I do not expect anyone to answer. I expect no difference this year from the past twelve. But this year, something changes, revolves, fits together. This year, a young girl steps forward, only twelve or thirteen. My age.
She walks slowly, with measured steps, as if I am a deer that will spook with a loud noise or sudden movement from a predator. What she doesn't know is that, in truth, I am more the bobcat than her.
She stops, a foot from me, and looks into my eyes. I do not know what she finds there, but I see in her eyes and impossible mixture of knowledge and innocence, wisdom and ruthlessness.
“Are you afraid?” I ask, but I am not sure who the question is intended for – my mirror or myself.
She smiles, and, on an unspoken agreement, we step into each other's arms. I can feel my body and mind dissolving, hers absorbing and weaving into it.

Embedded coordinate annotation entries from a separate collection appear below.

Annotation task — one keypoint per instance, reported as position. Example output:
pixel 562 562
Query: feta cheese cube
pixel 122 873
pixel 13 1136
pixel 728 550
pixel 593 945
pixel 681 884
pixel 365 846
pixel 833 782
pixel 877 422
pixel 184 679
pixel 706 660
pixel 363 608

We turn toward the night sky.
“Release her,” we say, and our voice rings with the power of one who is both dead and alive. “Now!”
The cliff groans, not wanting to relinquish the burden it has kept these long thirteen years. With a final command from us, it slides long-sunk claws out of my soul.
The sister of my death, the mirror that I am of her life, faces me.
“Now you are free,” she says, her voice still ablaze with power, yet at the same time, full of regret. Nobody wants to lose the mirror of their soul.
“I cannot stay,” I reply, and my voice is newly ancient, with the same fathomless measure of mourning as hers. “I do not belong here.”
Nodding once and wiping away the tears that have begun streaking down her face, she turns away. “Goodbye, then.”
“Please. . . don't make the same mistakes I did,” I whisper, summoning one last effort to speak. “And” -so softly she must lean closer in order to hear me- “Thank You.”
I sigh, then rush to the edge, look back at Kira, at the mirror of my soul, face forward once more, and dive off Kira Fell one last time.